Mean Drift Data - Ultramarine.com Mean Drift Data

In most cases, the mean drift database is created as a consequence of creating the pressure database. This is simply the average of the nonlinear forces over time. In general, there are three contributions to this force: diffraction/incident potentials, radiation potentials, and the coriolis acceleration. The mean force due to diffraction/incident potentials is independent of the motion while the other two depend on the motion. Here, the last RAOs computed for the current process will be used to compute theses contributions. The diffraction/incident and the radiation mean forces are also used to apply a slowly varying force in the time domain as described earlier. The coriolis acceleration contribution to the mean is not used in the time domain. Instead, it is computed exactly.

One can examine the drift data with the command


     V_MDRIFT, BODY_NAME

which will place one in the Disposition Menu to do whatever one wishes. Simple estimates of the mean drift force can be created with the command


     G_MDRIFT, BODY_NAME,  PKT_NAME -OPTIONS

and the available options are:



     -MD_TYPE, DTYPE

     -DIMENSIONS, LENGTH, BEAM, DRAFT

     -HEADING, H(1), H(2), ...., H(n)

     -PERIOD, T(1), T(2), ...., T(n)

Here, DTYPE must be either FORMULAE, or SEMI. The -DIMENSIONS option defines the size (feet or meters) of the body used in estimating the drift. If it is omitted, the actual body dimensions will be used. The wave drift data computed here is not sophisticated, and only mean drift is considered.

One can save a set of drift data for later use by issuing the command:


     E_MDRIFT, BODY_NAME

which writes the drift data currently associated with body BODY_NAME to a file for later use.

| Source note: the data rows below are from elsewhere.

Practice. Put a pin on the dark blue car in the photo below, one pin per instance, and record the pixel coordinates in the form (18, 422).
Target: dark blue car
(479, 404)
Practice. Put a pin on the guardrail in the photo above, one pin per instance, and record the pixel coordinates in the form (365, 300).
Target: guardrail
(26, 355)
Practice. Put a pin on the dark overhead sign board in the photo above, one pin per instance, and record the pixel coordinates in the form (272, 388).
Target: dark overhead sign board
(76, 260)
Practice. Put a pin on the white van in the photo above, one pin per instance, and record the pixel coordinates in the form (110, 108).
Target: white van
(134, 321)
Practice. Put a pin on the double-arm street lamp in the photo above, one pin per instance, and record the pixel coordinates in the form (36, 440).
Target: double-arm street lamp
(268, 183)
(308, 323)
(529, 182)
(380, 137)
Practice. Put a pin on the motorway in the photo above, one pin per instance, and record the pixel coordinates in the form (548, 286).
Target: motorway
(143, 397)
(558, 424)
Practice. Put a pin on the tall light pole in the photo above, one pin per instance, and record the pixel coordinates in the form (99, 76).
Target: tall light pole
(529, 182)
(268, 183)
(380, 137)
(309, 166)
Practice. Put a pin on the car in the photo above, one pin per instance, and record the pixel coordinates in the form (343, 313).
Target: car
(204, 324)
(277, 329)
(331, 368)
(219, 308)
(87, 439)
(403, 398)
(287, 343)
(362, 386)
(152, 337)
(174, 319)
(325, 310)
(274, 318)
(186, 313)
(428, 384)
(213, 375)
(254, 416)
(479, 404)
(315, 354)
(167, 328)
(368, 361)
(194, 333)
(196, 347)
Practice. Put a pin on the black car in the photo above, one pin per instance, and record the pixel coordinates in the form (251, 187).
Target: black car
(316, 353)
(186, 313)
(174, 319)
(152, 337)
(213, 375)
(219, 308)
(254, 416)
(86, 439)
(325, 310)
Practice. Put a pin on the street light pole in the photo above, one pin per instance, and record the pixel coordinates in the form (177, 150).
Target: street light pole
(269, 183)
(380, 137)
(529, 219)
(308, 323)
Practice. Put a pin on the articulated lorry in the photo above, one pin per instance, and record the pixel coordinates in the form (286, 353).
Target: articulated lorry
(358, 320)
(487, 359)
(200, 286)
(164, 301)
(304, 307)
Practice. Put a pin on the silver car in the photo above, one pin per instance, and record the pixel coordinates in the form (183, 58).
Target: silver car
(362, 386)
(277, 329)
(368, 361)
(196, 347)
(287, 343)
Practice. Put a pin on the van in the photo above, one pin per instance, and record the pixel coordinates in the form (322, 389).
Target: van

The user can input his own drift database. To define mean wave drift response operators, one first enters a submenu with the command:


     I_MDRIFT, BODY_NAME,  PKT_NAME -OPTIONS

and the available options are:


     -HEADING, H(1), H(2), ...., H(n)

     -PERIOD, T(1), T(2), ...., T(n)

Here, PKT_NAME is the name of the set of response operators, the -PERIOD option defines the periods (sec) and the -HEADING option defines the headings (deg) for which drift values will be defined. Once in the menu, the components of the mean wave drift force for the specified headings are defined with the command:


     M_DRIFT, PER,  FXR(1), FXI(1), ...., FYAWI(1), ...  \
     FXR(n), FXI(n), ..., FYAWI(n)

Here PER is the period for which this set of forces is applicable and must be one of the T(i) specified with the -PERIOD option. FXR(1), FXI(1), .. FYAWI(1) are the real and imaginary parts of the mean drift forces and moments per unit of wave amplitude squared (bforce/blength**2 for force, bforce/blength for moments) for the heading HED(1). Likewise, the values FXR(2) ... are for heading HED(2), etc. The corrections to the mean force due to motions are a complex 6x6 matrix per wave amplitude**2 defined with the command:


     MD_MOTION, PER,  HED, MDR(1,1), MDI(1,1), ... MDI(6,6)

the units here are feet or meters, bforce, seconds, and radians. When all of the data has been defined, the menu should be exited with a END_M_DRIFT command.